The process of founder-event speciation, thought to be crucial especially in island systems, is completely left out of the DEC and DIVA models, but it is implemented as an option in BioGeoBEARS, enabling the creation of models such as DEC+J, DIVA+J, etc. The models in BioGeoBEARS are fully parameterized, so that users can easily create new models of their own devising (e.g., vicariance only, founder-event speciation only, any combination of these, etc.) by setting parameters to 0 or 1. Alternatively, parameters controlling various processes can be set to be free parameters, and estimated from the data. Implementation of all models in a common framework allows use of standard statistical model choice procedures such as the Likelihood Ratio Test (LRT) or Akaike Information Criterion (AIC) to objectively compare models and hypothesis about the biogeographical processes operating in different clades and regions.
BioGeoBEARS also adds a number of features not previously available in most historical biogeography software, such as distance-based dispersal, a model of imperfect detection, and the ability to include fossils either as ancestors or tips on a time-calibrated tree.
In Chapter 2, I validate BioGeoBEARS by showing that it exactly reproduces the log-likelihoods and parameter inferences made by the LAGRANGE DEC model on the LAGRANGE test dataset of the Hawaiian Psychotria clade. I further validate the method by taking the Psychotria phylogeny and simulating geographic range evolution under the DEC and DEC+J models, and then conducting inference under the two models. Model choice using LRT is highly accurate, with false positive and false negative rates of approximately 5%, indicating that the test has the desired frequentist properties, and also indicating that DEC and DEC+J are easy to distinguish from the data, even on a small phylogeny. The simulation results also indicate that when DEC+J is the true model, DEC+J has 87% accuracy in inferring ancestral states, while DEC has only 57% accuracy.

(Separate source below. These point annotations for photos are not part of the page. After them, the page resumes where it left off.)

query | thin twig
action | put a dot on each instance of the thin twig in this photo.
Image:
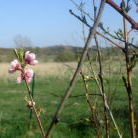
(74, 78)
(35, 110)
(92, 108)
(128, 82)
(123, 13)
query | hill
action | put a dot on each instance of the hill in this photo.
(58, 53)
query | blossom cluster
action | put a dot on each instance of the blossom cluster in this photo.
(25, 74)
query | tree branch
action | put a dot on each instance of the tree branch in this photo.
(74, 78)
(124, 14)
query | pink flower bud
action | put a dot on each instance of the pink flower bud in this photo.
(19, 79)
(30, 58)
(15, 65)
(29, 75)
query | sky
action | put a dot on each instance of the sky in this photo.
(46, 22)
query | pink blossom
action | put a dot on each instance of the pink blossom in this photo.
(15, 65)
(28, 75)
(30, 58)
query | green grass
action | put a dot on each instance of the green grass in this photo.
(74, 120)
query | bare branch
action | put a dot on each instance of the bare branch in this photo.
(74, 78)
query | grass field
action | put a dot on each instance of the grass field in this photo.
(51, 82)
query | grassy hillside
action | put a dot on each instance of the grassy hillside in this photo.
(59, 53)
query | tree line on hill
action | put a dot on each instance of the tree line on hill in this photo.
(61, 53)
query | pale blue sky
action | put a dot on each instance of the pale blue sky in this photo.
(45, 22)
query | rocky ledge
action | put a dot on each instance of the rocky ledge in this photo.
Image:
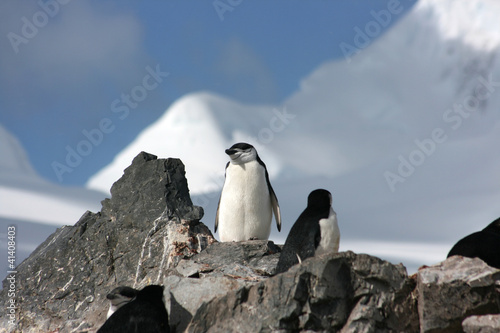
(149, 232)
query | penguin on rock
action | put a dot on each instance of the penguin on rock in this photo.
(315, 232)
(247, 201)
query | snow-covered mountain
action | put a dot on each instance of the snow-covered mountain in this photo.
(30, 204)
(405, 135)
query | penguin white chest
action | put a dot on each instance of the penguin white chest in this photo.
(330, 235)
(245, 210)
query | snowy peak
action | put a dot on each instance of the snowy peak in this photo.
(197, 129)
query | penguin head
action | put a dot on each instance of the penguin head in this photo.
(242, 153)
(319, 198)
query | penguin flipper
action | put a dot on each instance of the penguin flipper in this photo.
(276, 209)
(217, 213)
(217, 216)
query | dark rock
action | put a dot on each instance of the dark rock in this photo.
(345, 291)
(149, 232)
(147, 226)
(482, 324)
(217, 270)
(484, 244)
(451, 291)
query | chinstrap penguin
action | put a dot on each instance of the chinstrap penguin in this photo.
(484, 244)
(144, 314)
(118, 297)
(247, 201)
(315, 232)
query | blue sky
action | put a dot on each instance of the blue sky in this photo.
(67, 67)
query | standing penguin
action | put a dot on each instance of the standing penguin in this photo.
(247, 201)
(484, 244)
(315, 232)
(146, 313)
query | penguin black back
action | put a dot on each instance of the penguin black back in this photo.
(305, 235)
(145, 314)
(484, 244)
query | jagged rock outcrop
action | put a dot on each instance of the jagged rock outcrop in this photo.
(149, 232)
(345, 291)
(482, 324)
(147, 226)
(216, 271)
(457, 288)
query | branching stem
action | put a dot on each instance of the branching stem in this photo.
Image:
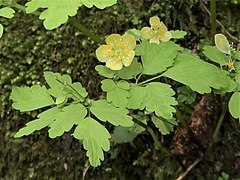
(149, 129)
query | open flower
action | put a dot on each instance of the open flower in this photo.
(119, 51)
(157, 32)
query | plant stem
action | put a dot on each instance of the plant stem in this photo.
(148, 80)
(158, 143)
(219, 123)
(182, 120)
(213, 19)
(86, 31)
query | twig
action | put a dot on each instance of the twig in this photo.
(220, 24)
(190, 168)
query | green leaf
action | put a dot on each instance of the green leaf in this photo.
(200, 76)
(222, 43)
(134, 32)
(165, 126)
(1, 30)
(30, 98)
(7, 12)
(234, 105)
(215, 55)
(61, 86)
(157, 58)
(64, 120)
(101, 4)
(104, 71)
(130, 72)
(122, 135)
(159, 99)
(117, 93)
(95, 139)
(107, 112)
(178, 34)
(44, 119)
(137, 95)
(57, 11)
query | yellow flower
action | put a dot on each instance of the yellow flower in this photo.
(157, 32)
(119, 51)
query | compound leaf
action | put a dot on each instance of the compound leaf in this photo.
(95, 139)
(104, 71)
(165, 126)
(44, 119)
(57, 11)
(117, 93)
(159, 99)
(137, 95)
(107, 112)
(157, 58)
(215, 55)
(234, 105)
(200, 76)
(101, 4)
(7, 12)
(177, 34)
(30, 98)
(130, 72)
(65, 119)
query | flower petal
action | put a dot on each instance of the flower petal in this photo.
(103, 53)
(127, 60)
(154, 22)
(114, 65)
(129, 40)
(114, 40)
(166, 37)
(155, 39)
(146, 33)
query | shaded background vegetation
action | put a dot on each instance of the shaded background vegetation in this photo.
(27, 49)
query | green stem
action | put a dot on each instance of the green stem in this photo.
(182, 120)
(213, 19)
(151, 79)
(158, 143)
(86, 31)
(219, 123)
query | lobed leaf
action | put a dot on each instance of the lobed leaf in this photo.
(56, 13)
(165, 126)
(234, 105)
(137, 95)
(107, 112)
(64, 120)
(200, 76)
(157, 58)
(30, 98)
(117, 93)
(177, 34)
(101, 4)
(215, 55)
(95, 139)
(44, 119)
(159, 99)
(7, 12)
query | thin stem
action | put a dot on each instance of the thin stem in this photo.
(182, 120)
(86, 31)
(213, 19)
(216, 131)
(158, 143)
(148, 80)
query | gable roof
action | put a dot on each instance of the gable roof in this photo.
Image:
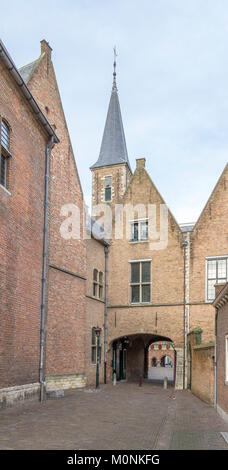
(28, 70)
(209, 199)
(11, 67)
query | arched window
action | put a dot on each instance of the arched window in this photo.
(97, 283)
(5, 154)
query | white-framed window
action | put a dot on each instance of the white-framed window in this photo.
(140, 282)
(139, 230)
(94, 348)
(216, 273)
(97, 283)
(108, 188)
(226, 359)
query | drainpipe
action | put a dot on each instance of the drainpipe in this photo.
(44, 270)
(184, 245)
(215, 361)
(106, 313)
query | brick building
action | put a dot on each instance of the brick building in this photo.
(146, 279)
(26, 140)
(52, 303)
(221, 395)
(161, 278)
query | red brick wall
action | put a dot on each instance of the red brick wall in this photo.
(209, 238)
(202, 369)
(94, 307)
(222, 332)
(21, 235)
(66, 300)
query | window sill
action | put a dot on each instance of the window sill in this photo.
(138, 241)
(140, 303)
(95, 298)
(6, 190)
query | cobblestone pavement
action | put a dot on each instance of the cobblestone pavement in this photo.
(118, 418)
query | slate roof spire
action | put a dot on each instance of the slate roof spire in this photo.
(113, 146)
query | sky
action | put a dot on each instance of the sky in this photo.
(172, 79)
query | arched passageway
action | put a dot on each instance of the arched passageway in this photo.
(161, 361)
(130, 356)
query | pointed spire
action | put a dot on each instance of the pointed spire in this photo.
(113, 147)
(114, 87)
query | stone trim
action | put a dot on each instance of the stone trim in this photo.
(64, 382)
(11, 395)
(63, 270)
(204, 346)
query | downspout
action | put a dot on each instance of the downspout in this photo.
(184, 245)
(44, 269)
(106, 313)
(215, 361)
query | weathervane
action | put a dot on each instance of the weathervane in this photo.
(114, 66)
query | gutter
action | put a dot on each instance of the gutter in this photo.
(44, 270)
(106, 312)
(215, 361)
(11, 67)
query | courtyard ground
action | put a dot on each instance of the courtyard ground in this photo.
(119, 417)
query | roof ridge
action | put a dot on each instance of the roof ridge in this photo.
(28, 70)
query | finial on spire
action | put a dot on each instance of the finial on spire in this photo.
(114, 87)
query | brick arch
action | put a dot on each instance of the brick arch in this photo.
(149, 337)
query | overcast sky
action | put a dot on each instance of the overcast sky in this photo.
(172, 78)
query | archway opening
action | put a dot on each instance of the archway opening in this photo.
(161, 362)
(132, 357)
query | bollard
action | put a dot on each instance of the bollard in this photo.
(114, 378)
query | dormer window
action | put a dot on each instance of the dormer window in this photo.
(139, 231)
(5, 154)
(108, 189)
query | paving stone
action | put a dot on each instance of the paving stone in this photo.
(125, 417)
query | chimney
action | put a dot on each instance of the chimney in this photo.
(140, 162)
(45, 48)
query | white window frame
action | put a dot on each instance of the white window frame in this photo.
(139, 222)
(140, 283)
(211, 258)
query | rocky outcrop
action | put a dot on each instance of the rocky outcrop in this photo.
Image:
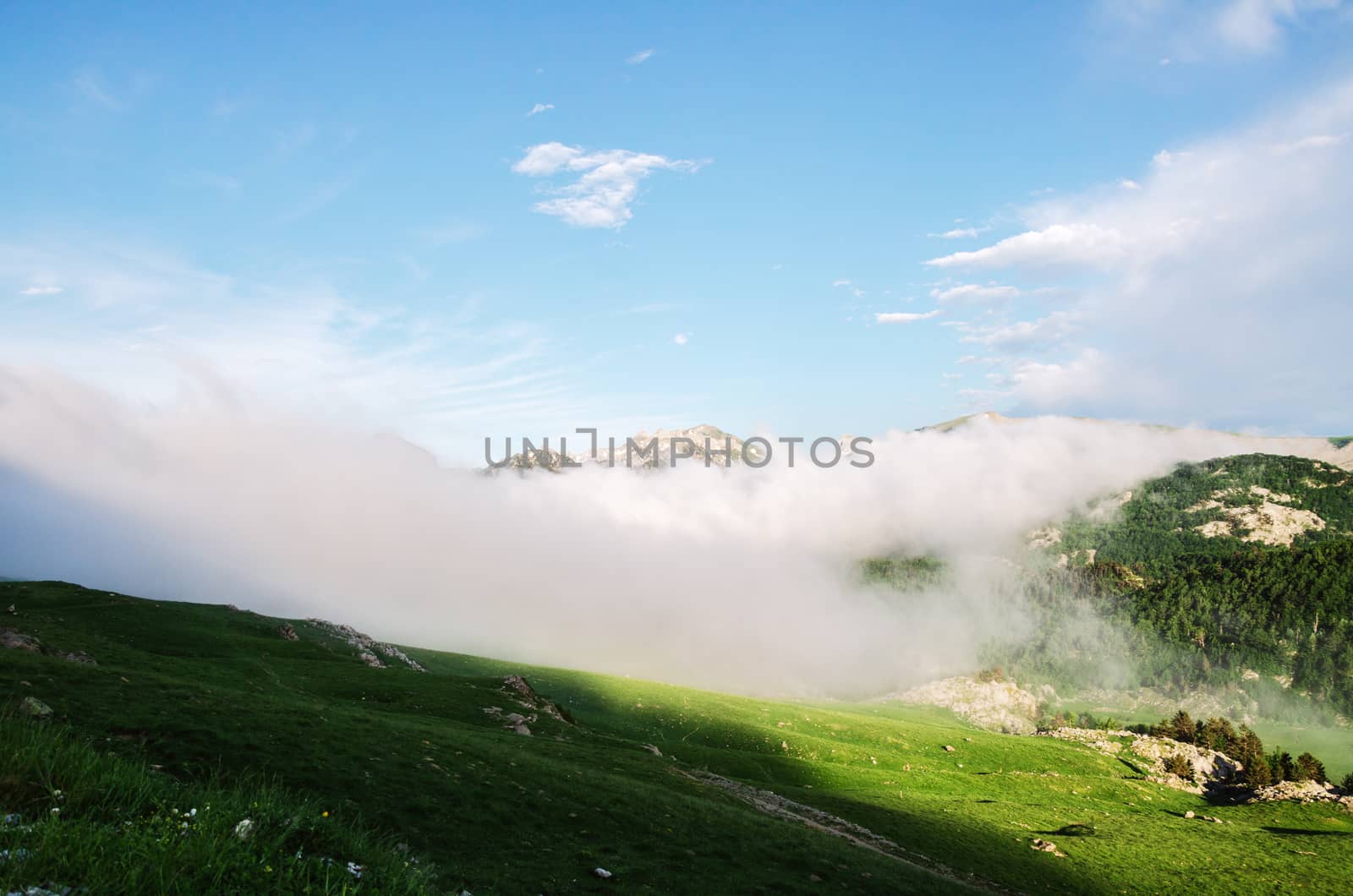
(998, 706)
(11, 639)
(1303, 792)
(1210, 768)
(527, 697)
(369, 648)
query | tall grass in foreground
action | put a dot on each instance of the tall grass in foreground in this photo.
(105, 824)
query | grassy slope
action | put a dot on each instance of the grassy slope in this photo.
(200, 689)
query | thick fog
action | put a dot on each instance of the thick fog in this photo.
(742, 580)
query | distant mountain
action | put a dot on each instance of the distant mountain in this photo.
(1235, 571)
(1336, 450)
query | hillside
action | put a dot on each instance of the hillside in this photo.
(666, 788)
(1235, 571)
(1334, 450)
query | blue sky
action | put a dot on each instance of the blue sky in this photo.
(727, 214)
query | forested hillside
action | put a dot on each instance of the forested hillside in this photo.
(1233, 570)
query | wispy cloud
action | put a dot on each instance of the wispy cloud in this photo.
(1224, 238)
(974, 292)
(295, 139)
(452, 232)
(1055, 244)
(91, 85)
(960, 233)
(606, 184)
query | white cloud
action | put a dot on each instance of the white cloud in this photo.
(1256, 26)
(904, 317)
(1314, 141)
(974, 292)
(606, 186)
(1226, 244)
(1072, 244)
(960, 233)
(1023, 336)
(90, 85)
(1210, 29)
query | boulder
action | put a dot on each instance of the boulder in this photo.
(36, 708)
(13, 639)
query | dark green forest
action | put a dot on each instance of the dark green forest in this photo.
(1160, 604)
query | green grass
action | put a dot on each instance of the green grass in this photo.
(74, 815)
(1333, 746)
(211, 695)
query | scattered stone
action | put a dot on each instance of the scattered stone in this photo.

The DEC and DEC+J models are then applied to 13 island clades, most of them classic Hawaiian study systems (Drosophila, silverswords, etc.), under a variety of dispersal constraint scenarios. Standard statistical model comparisons show that DEC+J is vastly superior to standard DEC for all clades, for the first time verifying the importance of founder-event speciation in island clades via statistical model choice, and falsifying vicariance-dominated models of island biogeography. The case of Psychotria is typical: the DEC+J model is about 300,000 times more probable than the DEC model in an unconstrained analysis, according to AIC weights. Furthermore, the inferred maximum likelihood (ML) estimates of parameters often differ radically under the DEC+J model, with the "DE" part of the model sometimes playing no role (i.e., the parameters d and e, controlling anagenetic range expansion and range contraction, are inferred to be 0). Further more, under DEC+J, ancestral nodes are usually estimated to have ranges occupying only one island, rather than the widespread ancestors often favored by DEC.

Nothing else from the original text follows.